Fiscal year 2023 second quarter earnings results, for the United States Postal Service (USPS), which were issued yesterday, saw a 2.4%—or $484 million decrease—in operating revenue, to $19.5 billion, on an annual basis, with volumes down 9.4%. USPS also reported a quarterly net loss of $2.5 billion compared to a net loss of $639 million for the same quarter a year ago.

“The Postal Service is making rapid progress with our 10-year transformation and modernization plan, which has already produced strong service performance and efficiency improvements and is creating a much more capable and effective operational model for the nation,” said Postmaster General and CEO Louis DeJoy in a statement. “We continue to focus on achieving break-even financial results for the 10-year period, although inflationary and economic conditions, as well as administrative hurdles, have proven difficult. The increase in the pace of change now required to achieve our financial goals will continue to be balanced with providing service performance throughout the nation.”

USPS officials attributed the operating revenue loss to declining volumes seen mainly in the organization’s Marketing Mail and Shipping and Packages categories. And they also pointed to what it described as significant volatility in the U.S. and global economies related to the pandemic and geopolitical conditions, with inflationary impacts remaining high and unpredictable, even though inflation has moderated in recent months.

“Other major factors that impacted our operating results include overall customer demand, the mix of postal services and the pricing and contribution associated with those services, the volume of mail and packages processed through our network, our ability to manage our cost structure in line with secularly declining levels of mail volume, increased competition in the more labor-intensive Shipping and Packages business, and an increasing number of delivery points,” said USPS.

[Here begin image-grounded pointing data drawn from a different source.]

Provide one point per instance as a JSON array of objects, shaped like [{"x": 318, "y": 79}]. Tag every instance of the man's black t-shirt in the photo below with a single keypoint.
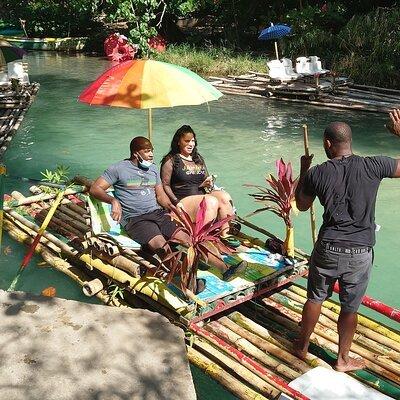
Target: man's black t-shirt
[{"x": 347, "y": 189}]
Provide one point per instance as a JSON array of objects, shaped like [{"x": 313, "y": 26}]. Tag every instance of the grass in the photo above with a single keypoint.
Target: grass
[{"x": 212, "y": 61}]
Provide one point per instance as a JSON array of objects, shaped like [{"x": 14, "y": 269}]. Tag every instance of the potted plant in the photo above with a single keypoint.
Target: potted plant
[{"x": 203, "y": 240}]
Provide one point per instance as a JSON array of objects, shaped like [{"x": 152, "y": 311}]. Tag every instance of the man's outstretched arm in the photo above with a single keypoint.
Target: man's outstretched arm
[{"x": 394, "y": 127}]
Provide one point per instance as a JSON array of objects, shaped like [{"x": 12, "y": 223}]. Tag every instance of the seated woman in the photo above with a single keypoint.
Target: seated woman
[{"x": 185, "y": 179}]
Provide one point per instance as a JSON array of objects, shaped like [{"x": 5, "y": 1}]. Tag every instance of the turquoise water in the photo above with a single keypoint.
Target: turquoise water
[{"x": 239, "y": 137}]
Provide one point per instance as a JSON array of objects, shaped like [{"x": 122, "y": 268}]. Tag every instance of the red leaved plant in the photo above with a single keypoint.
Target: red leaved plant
[
  {"x": 280, "y": 197},
  {"x": 202, "y": 240}
]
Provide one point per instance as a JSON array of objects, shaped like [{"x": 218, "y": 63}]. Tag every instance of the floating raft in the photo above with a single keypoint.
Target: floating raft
[
  {"x": 72, "y": 44},
  {"x": 242, "y": 336},
  {"x": 323, "y": 91},
  {"x": 15, "y": 101}
]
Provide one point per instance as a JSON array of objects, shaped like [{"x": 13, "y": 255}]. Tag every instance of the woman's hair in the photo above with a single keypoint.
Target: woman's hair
[{"x": 196, "y": 157}]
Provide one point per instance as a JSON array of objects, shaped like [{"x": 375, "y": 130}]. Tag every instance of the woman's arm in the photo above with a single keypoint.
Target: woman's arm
[{"x": 166, "y": 173}]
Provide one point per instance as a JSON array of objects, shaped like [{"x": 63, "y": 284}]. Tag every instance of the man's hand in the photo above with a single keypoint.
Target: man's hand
[
  {"x": 393, "y": 125},
  {"x": 305, "y": 163},
  {"x": 208, "y": 182},
  {"x": 116, "y": 210},
  {"x": 180, "y": 207}
]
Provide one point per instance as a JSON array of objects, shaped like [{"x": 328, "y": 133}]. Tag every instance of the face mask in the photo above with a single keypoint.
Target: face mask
[{"x": 143, "y": 163}]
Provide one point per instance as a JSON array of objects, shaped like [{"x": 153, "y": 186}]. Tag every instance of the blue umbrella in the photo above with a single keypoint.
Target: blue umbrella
[{"x": 274, "y": 32}]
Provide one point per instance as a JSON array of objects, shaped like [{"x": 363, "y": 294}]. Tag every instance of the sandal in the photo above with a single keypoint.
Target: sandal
[
  {"x": 230, "y": 241},
  {"x": 234, "y": 227},
  {"x": 234, "y": 269},
  {"x": 200, "y": 285}
]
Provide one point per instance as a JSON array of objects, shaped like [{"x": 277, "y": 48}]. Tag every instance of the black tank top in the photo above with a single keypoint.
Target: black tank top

In its Shipping and Packages group, Priority Mail Services revenue was down $162 million—or 2.1%—to $7.622 billion, with volume down 5.0%—or 89 million pieces—to 1.684 billion. Priority Mail Services revenue was down 6.8%, to $3.010 billion, with volume down 11%, to 274 billion pieces, and Parcel Services revenue increased 11%, to $2.53 billion, with volume up 5.1%, to 5.422 billion. First-Class Package Services revenue—at $1.850 billion—was down 12%, with volume down 16.5%, to 520 million pieces, and Package Services revenue—at $232 million—up 4.7%, and volume down 9.6%, to 113 million pieces.

USPS officials said that the Shipping and Packages business is subject to intense competition, adding that its major customers continue to increase their delivery densities across a greater geography, with in-sourcing from its major customers, major e-commerce retailers, and other competitors continuing to grow.

“Our ability to remain competitive and grow our shipping services market share significantly impacts both revenue and volume,” said USPS in its Form 10-Q statement. “The results for our Shipping and Packages category…generally reflect our successful efforts to compete in shipping services, including ‘last-mile’ e-commerce fulfillment markets and Sunday delivery, as well as end-to-end markets, driven by consumers’ continued use of online shopping. We continue to focus on responding to customers’ needs by implementing marketing campaigns and maintaining strategic business partnerships that help us capitalize on the e-commerce business.”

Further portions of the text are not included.